Antarctic melting: Coastal cities 'will have 2-3 meter-high sea defenses by end of century'
The unexpectedly rapid melting of a giant glacier in East Antarctica may raise the global sea level at least 2 meters, a new study says, adding that such process may be unstoppable.
The research concentrates on the 150 kilometer-long, 30 kilometer-wide Totten Glacier. The glacier is one of the major outlets for the East Antarctic Ice Sheet, the largest mass of ice on Earth, which covers 98 percent of Antarctica.
Repeated large-scale retreat and advance of the Totten Glacier is indicated by inland bed erosion https://t.co/E4zDz5l6qd— nature (@nature) May 19, 2016
"While traditional models haven't suggested this glacier can collapse, more recent models have," said Dr Alan Aitken, of the University of Western Australia, a co-author of the study, as cited by Nature Journal.
"We confirm that collapse has happened in the past, and is likely to happen again if we pass a tipping point, which would occur if we had between 3 and 6 degrees of warming above present."
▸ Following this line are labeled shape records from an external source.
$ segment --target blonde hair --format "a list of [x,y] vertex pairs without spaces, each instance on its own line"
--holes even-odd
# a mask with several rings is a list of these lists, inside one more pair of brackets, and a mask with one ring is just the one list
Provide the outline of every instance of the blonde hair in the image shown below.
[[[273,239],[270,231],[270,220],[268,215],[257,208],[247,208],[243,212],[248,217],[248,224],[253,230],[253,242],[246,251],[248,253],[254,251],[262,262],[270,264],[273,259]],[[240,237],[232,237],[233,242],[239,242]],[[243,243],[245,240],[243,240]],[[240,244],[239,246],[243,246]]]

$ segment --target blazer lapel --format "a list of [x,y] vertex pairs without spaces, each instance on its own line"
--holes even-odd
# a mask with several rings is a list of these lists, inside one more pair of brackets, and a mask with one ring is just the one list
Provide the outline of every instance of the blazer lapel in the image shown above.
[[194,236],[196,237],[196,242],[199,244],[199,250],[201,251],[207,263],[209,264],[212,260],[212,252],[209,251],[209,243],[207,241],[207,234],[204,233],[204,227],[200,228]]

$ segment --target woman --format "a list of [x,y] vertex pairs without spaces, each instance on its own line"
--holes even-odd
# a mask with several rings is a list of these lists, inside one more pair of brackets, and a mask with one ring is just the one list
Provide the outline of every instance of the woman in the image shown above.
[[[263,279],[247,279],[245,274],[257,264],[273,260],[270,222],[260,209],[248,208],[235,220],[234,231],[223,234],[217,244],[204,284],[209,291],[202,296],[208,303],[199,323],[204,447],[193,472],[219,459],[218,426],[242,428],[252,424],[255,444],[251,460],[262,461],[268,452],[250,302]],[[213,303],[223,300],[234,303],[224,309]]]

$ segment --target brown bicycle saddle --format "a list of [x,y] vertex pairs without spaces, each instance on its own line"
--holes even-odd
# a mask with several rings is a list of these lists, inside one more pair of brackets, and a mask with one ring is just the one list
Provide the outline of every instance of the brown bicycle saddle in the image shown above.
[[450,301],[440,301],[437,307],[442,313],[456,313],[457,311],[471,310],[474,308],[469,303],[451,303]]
"Totten Glacier is losing ice now, and the warm ocean water that is causing this loss has the potential to also push the glacier back to an unstable place," said the study’s senior author, professor Martin Siegert, of the Grantham Institute at Imperial College London.
The scientists concluded that the huge glacier is even more vulnerable than they thought. The study by scientists from Imperial College London and institutions in Australia, the US and New Zealand was published in Nature Journal.
They have discovered that the glacier “could cross a critical threshold within the next century, entering an irreversible period of very rapid retreat” in case the problem of climate change isn't resolved.
"Totten Glacier is a slumbering giant," said Andy Shepherd, Director of the NERC Centre for Polar Observation and Modelling at the University of Leeds in England.
According to the research, if the glacier "retreats another 100-150km, its front will be sitting on an unstable bed."
The process would trigger a period of rapid retreat for the glacier and make it "withdraw up to 300 kilometers inland" in the following centuries and release "vast quantities of water, contributing up to 2.9 meters to global sea-level rise," the study says.
"Totten Glacier is only one outlet for the ice of the East Antarctic Ice Sheet, but it could have a huge impact. The East Antarctic Ice Sheet is by far the largest mass of ice on Earth, so any small changes have a big influence globally," Siegert said.
The scientist later told media that before the end of the 21 century "the great global cities of our planet near the sea will have two- or three-meter (6.5 - 10 feet) high sea defenses all around them."
One more important point revealed in the study is that the glacier also melted during an earlier period of natural global warming in the past.
"During the Pliocene epoch, temperatures were two degrees Celsius higher than they are right now, and CO2 levels in the atmosphere were 400 parts per million,” Siegert said.
The researchers believe that such a melting process could be about to happen again.
Totten Glacier has been an object of scientific research for a long time. In 2015 the researchers discovered warm water underneath a floating portion of the glacier that is accelerating the melting.